On December 10, 2013 The Honorable Mr. Justice Davies delivered Reasons for Judgment in MacIntosh v. Davidson et al., and provided a useful summary of how British Columbia courts arrive at valuing or assessing "pain and suffering". The court summarized as follows:
 The purpose of non-pecuniary damages in personal injury cases is to compensate the injured party for their pain and suffering, loss of enjoyment of life and loss of enjoyment of amenities caused by the fault of a tortfeasor.

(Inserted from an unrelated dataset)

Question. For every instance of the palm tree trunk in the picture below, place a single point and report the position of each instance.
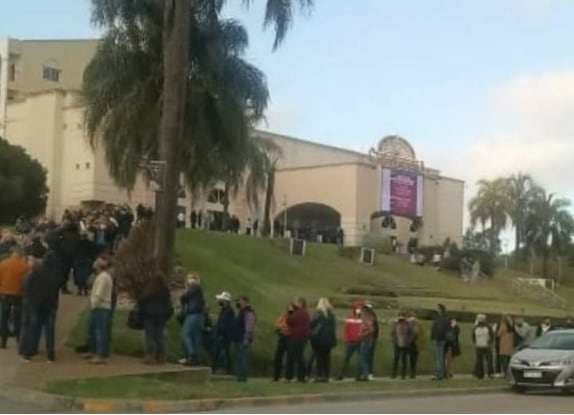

 In Stapley v. Hejslet, 2006 BCCA 34 [Stapley] at para. 46, Kirkpatrick J.A. set out a useful, non-exhaustive list of factors that offer guidance as to what may influence an award of non-pecuniary damages. The list included the:(a) age of the plaintiff;
(b) nature of the injury;
(c) severity and duration of pain;
(e) emotional suffering; and
(f) loss or impairment of life;
 Kirkpatrick J.A. went on to say:
I would add the following factors, although they may arguably be subsumed in the above list:
(g) impairment of family, marital and social relationships;
(h) impairment of physical and mental abilities;
(i) loss of lifestyle; and
(j) the plaintiff's stoicism (as a factor that should not, generally speaking, penalize the plaintiff.